Our current education system is based on the 150-year-old idea of classrooms and end-of-year assessments. What if qualifications were awarded like driving tests, or music performance levels, booked on a day that’s appropriate for the student? Rather than all students taking their GCSEs in the summer aged 16, why not let students achieve their ‘Grade 7’ Maths qualification on one day and their ‘Grade 4’ English Literature on another, irrespective of their age and the season. If AI were harnessed to deliver bespoke assessments, with human moderated auto-marking, this could become a reality.
Exams are principally a test of memorisation and recall. Even complex problem-solving tasks are typically defeated having studied enough past paper questions. Post education, how often are people required to undertake such problem solving without access to a wealth of online tools? Why must assessments be based on such a restrictive paradigm? Could we focus on skills and character traits, rather than memory – wouldn’t that be far better preparation for real careers? How to compare old and new qualification would require careful thought, but there are numerous examples already of existing qualifications not mapping to hiring decisions.

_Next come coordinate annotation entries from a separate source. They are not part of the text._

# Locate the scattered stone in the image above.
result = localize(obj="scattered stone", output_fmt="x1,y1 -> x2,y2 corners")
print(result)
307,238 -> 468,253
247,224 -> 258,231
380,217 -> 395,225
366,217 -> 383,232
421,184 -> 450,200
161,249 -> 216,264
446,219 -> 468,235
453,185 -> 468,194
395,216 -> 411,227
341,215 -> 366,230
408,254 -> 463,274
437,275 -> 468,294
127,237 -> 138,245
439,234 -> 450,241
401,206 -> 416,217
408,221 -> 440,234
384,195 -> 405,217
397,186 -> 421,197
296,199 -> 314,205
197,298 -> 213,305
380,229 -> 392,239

Clearly, a huge investment would be needed in hardware, software, and crucially staff retraining. However, it is exceedingly likely, that this is exactly the transformation most businesses and enterprises are either about to undertake, or well on their way to completing already. If education’s purpose is to equip people for a successful life, should it not model likely life experiences?
Until such a paradigm shift occurs, though, thoughtful use of emerging tools has significant potential to raise attainment today, independent of future considerations.